In a healthy Kubernetes environment, the CoreDNS service is the silent resolver. It ensures that when your application tries to reach orders-db, it is routed to the correct internal IP. But what happens during those critical first seconds of a cluster start if your primary, configured DNS server is unreachable?
Many engineers are surprised to find that instead of simply failing, the cluster often falls back to "Public Defaults" - specifically Google (8.8.8.8) and Cloudflare (1.1.1.1). While this keeps the cluster alive, it can create a “non critical” situation for security and internal service discovery.
On critical in the way that the cluster looks up and running, but fatal in the way that it won’t find internal applications resolved by the internal DNS.
The Chain of Command: How Kubernetes Resolves DNS
To understand the fallback, you have to look at the Kubelet on each node. By default, the Kubelet looks at the host’s /etc/resolv.conf to determine how to handle DNS for the pods it manages.
-
Pod Request: A pod requests myservice.namespace.svc.cluster.local.
-
CoreDNS Check: CoreDNS checks its local records.
-
Upstream Forwarding: If the address is external (e.g., google.com), CoreDNS looks at its forward plugin configuration.
The "Silent" Fallback Mechanism
If you have configured a custom upstream DNS server in your environment (common in corporate labs), Kubernetes expects that server to be available at the moment the CoreDNS pods initialize.

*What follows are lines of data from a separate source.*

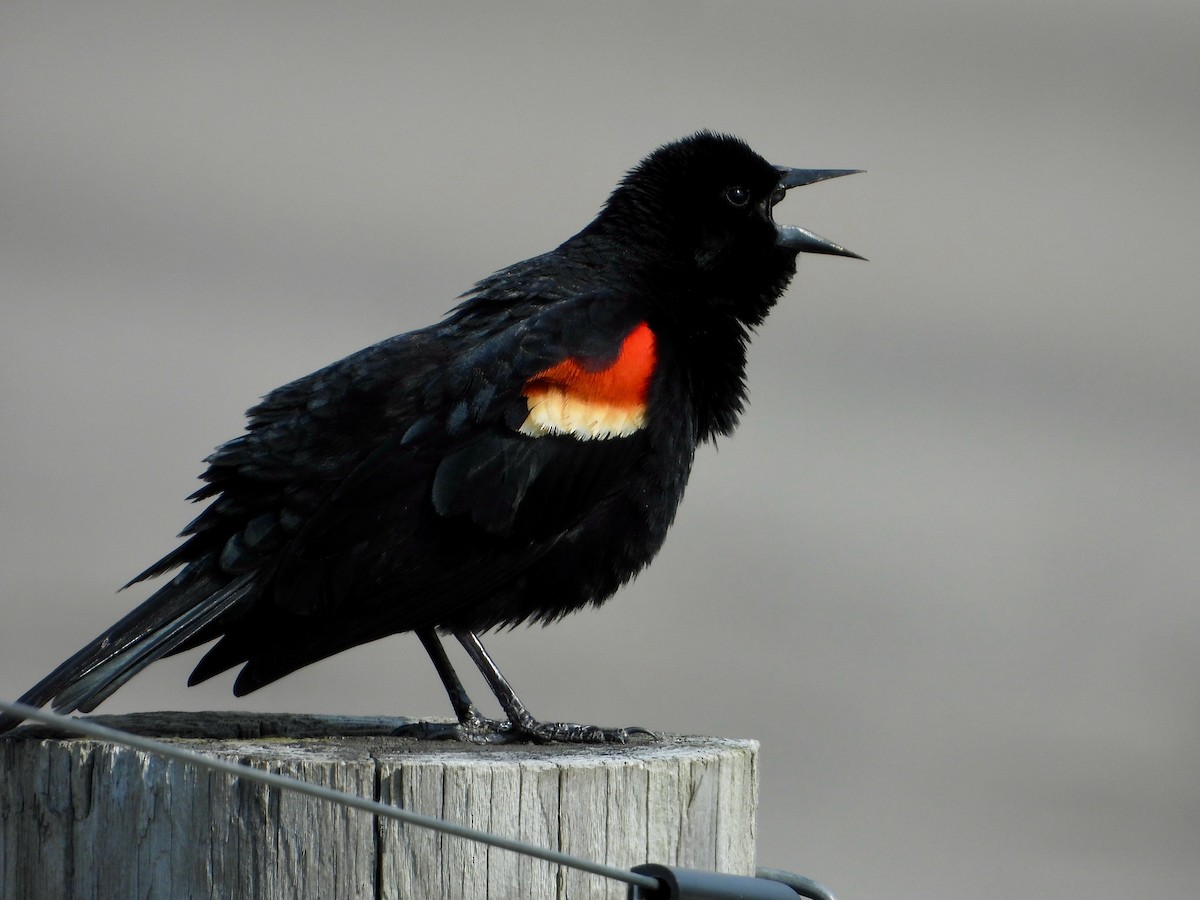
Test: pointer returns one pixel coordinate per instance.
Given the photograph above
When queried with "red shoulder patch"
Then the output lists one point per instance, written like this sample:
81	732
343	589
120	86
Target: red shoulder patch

However, if the primary upstream server is down or blocked during the initial handshake:
-
The resolv.conf Inheritance: If the host node (the Ubuntu/WSL instance) has a multi-tiered DNS configuration, Kubelet inherits all of them.
-
Hardcoded Resilience: Many modern Linux distributions and cloud-init scripts come pre-configured with Google (8.8.8.8) and Cloudflare (1.1.1.1) as secondary or tertiary "safety nets."
-
CoreDNS Behavior: If CoreDNS cannot reach the first IP in its forward list, it will cycle to the next available one. If your corporate DNS is lagging, CoreDNS will quickly hop over to 1.1.1.1.
Why is this a Problem?
You might think, "As long as it works, who cares?" But for an ITOM professional, this fallback causes three major issues:
-
Loss of Internal Visibility: Public DNS servers have zero knowledge of your internal corporate lab IPs. If your cluster falls back to Google, it won't be able to resolve your internal repo1 or your eulab-vpn-itom endpoints.
-
Security Leaks: Your cluster starts sending "internal" lookup requests to the public internet. This leaks information about your internal service architecture to external providers.
Intermittent Performance "Ghosts": If the primary DNS recovers, the cluster might stay on the fallback until the CoreDNS pods are restarted, leading to inconsistent behavior where some services work and others don't.
Measured Impact: Performance vs. Reliability
Referring to our previous I/O and network speed tests, the delay in a failed DNS handshake can be interpreted by the application as a network timeout.
|
Scenario
|
DNS Provider
|
Result
|
Latency Impact
|
|
Healthy
|
Internal Lab DNS
|
Success
|
< 5ms
|
|
Delayed Start
|
Internal (Timeout)
|
Fallback Triggered
|
+2000ms (Wait time)
|
|
Fallback Active
|
Google/Cloudflare
|
External OK / Internal FAIL
|
High (Failures)
|
How to Fix It
To prevent your cluster from "escaping" to the public web during a DNS outage:
-
Explicit Forwarding: Manually define your CoreDNS Corefile to only forward to specific internal IPs. Remove any reference to 8.8.8.8 in your host’s /etc/resolv.conf.
-
Kubelet Flags: Use the --resolv-conf flag to point Kubelet to a specific, hardened DNS file that does not contain public fallbacks.
-
Health Checks: Implement a startup probe that ensures the internal DNS server is reachable before the application pods are allowed to go "Ready."